Due to increased stalking reports on campus, Mason’s Office of Housing and Residence Life sent out an email urging students to keep the residence halls safe.
The email was sent out by Housing on Nov. 10 at the request of Wellness, Alcohol and Violence Education Services. In the email, students were asked to prevent non-residents from entering the building. Students were encouraged to ask people coming into the residence hall behind them whether they live in the building or to see if they have a Mason ID.
WAVES Director Mary Ann Sprouse says this is the first year Mason has kept a record of reported stalking incidents.
“We have been seeing an uptick in students coming to our office this fall about stalking,” Sprouse said. “18 to 24 year olds in general are at higher risk and more often stalked than any other age group. 18 to 24 year olds are a large chunk of our constituents on campus, so yeah, it’s a big [issue].”
For senior Maria Barrios, it was not until she experienced a stalking incident of her own that she realized how big a problem stalking could be.
“When I was a sophomore I experienced being followed by a guy that I barely knew multiple times a month for a few months until he graduated. I didn’t feel threatened or anything, just freaked out by one-too-many ‘coincidences,’” Barrios said. “It changed my behavior slightly.”
Despite recent increases in reported stalking incidents, sophomore Nicki Rampino says that she is not too worried about stalking, but still is cautious when out at night.
“It may not be a conscious worry of mine, but at the same time it’s good to be wary of suspicious activity, especially after the recent incidents of stalking,” Rampino said.
Rampino and Barrios agree that it would be awkward to ask someone to show their Mason ID or ask if they lived in the building, but she would ask anyway.
“If it’s someone’s parent or grandparent, I never let them in. But if someone looks young and has a backpack or something school-y, I don’t think long and hard before letting them in,” Barrios said. “I would ask an older-looking person if they know where they’re going or need to be let in, but I’d feel weird asking a student.”

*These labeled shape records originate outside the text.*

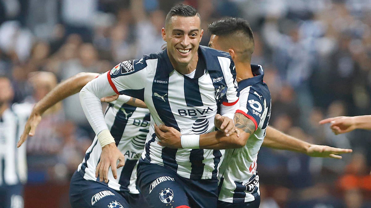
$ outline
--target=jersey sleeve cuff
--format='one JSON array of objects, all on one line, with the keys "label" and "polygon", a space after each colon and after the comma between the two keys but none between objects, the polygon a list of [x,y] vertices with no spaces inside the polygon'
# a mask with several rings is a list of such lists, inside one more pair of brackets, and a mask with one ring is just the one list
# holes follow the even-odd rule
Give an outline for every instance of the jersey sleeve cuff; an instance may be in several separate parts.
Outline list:
[{"label": "jersey sleeve cuff", "polygon": [[227,102],[223,102],[223,103],[221,103],[221,104],[226,106],[232,106],[232,105],[233,105],[237,103],[237,102],[238,102],[238,100],[239,100],[239,99],[240,99],[239,98],[237,98],[236,101],[233,102],[233,103],[228,103]]},{"label": "jersey sleeve cuff", "polygon": [[119,95],[120,93],[119,93],[118,91],[117,90],[117,88],[116,88],[116,86],[115,86],[115,84],[114,84],[113,82],[112,81],[112,80],[111,79],[111,76],[110,74],[111,72],[111,70],[110,70],[108,71],[108,73],[107,73],[107,78],[108,80],[108,83],[109,83],[109,85],[111,85],[111,87],[112,88],[114,91],[115,91],[115,92],[118,95]]},{"label": "jersey sleeve cuff", "polygon": [[256,130],[257,129],[257,122],[256,122],[256,120],[255,120],[255,119],[253,117],[250,115],[249,115],[248,114],[246,113],[243,112],[243,111],[241,110],[237,110],[236,111],[236,113],[239,113],[247,117],[250,120],[252,121],[253,122],[254,122],[254,124],[255,124],[255,131],[256,131]]}]

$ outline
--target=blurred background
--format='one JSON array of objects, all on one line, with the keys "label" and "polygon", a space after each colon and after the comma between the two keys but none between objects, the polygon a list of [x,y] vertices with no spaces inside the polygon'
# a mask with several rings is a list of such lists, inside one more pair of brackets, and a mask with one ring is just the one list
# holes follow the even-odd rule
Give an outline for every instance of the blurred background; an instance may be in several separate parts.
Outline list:
[{"label": "blurred background", "polygon": [[[371,114],[369,0],[0,0],[0,75],[14,102],[36,102],[61,80],[158,51],[177,3],[208,24],[232,16],[253,31],[252,63],[270,90],[270,125],[353,153],[341,160],[262,148],[260,207],[371,207],[371,131],[338,135],[328,117]],[[50,73],[39,72],[43,71]],[[46,112],[27,145],[25,207],[68,207],[69,180],[94,137],[78,95]]]}]

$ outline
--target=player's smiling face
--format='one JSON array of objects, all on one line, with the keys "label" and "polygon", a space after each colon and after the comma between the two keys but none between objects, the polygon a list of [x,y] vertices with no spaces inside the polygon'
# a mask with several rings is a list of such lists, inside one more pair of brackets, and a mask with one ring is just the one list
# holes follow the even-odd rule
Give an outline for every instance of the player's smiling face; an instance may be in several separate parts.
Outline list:
[{"label": "player's smiling face", "polygon": [[166,28],[162,29],[162,38],[167,43],[169,58],[178,64],[189,64],[197,53],[203,30],[200,17],[173,16]]}]

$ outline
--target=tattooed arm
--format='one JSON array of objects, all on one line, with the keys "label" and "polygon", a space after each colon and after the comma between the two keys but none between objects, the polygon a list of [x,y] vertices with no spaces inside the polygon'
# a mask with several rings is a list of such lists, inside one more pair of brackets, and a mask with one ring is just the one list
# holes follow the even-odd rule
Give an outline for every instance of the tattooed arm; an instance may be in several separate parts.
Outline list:
[{"label": "tattooed arm", "polygon": [[255,132],[255,124],[243,114],[237,113],[234,115],[234,125],[240,132],[239,137],[236,133],[226,137],[219,131],[202,134],[200,136],[200,148],[220,150],[244,147],[250,135]]}]

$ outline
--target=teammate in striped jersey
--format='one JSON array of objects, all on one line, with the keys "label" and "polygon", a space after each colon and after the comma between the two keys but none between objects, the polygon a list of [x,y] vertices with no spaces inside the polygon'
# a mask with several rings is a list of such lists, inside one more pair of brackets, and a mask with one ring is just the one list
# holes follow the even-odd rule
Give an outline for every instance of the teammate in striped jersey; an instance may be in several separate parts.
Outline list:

Sophomore Carlie Hocter believes it would be too uncomfortable to ask someone to show their ID or ask if they lived in the building.
“If a student looks like they don’t belong there I might not let them in, but I wouldn’t necessarily ask them to show me their IDs because it would be really awkward,” Hocter said.
Sprouse says she understands that it might be uncomfortable to ask people for their IDs or if they live in the building, but she stresses that asking will keep everyone much safer.
“I’m hoping that the awareness that stalking is a crime and it’s very serious and people who are being stalked are legitimately in fear for their safety [will encourage students to not feel so uncomfortable],” Sprouse said. “When you let someone in the building who doesn’t belong there you really could be putting somebody’s life at stake. So that’s what we really want students to know.”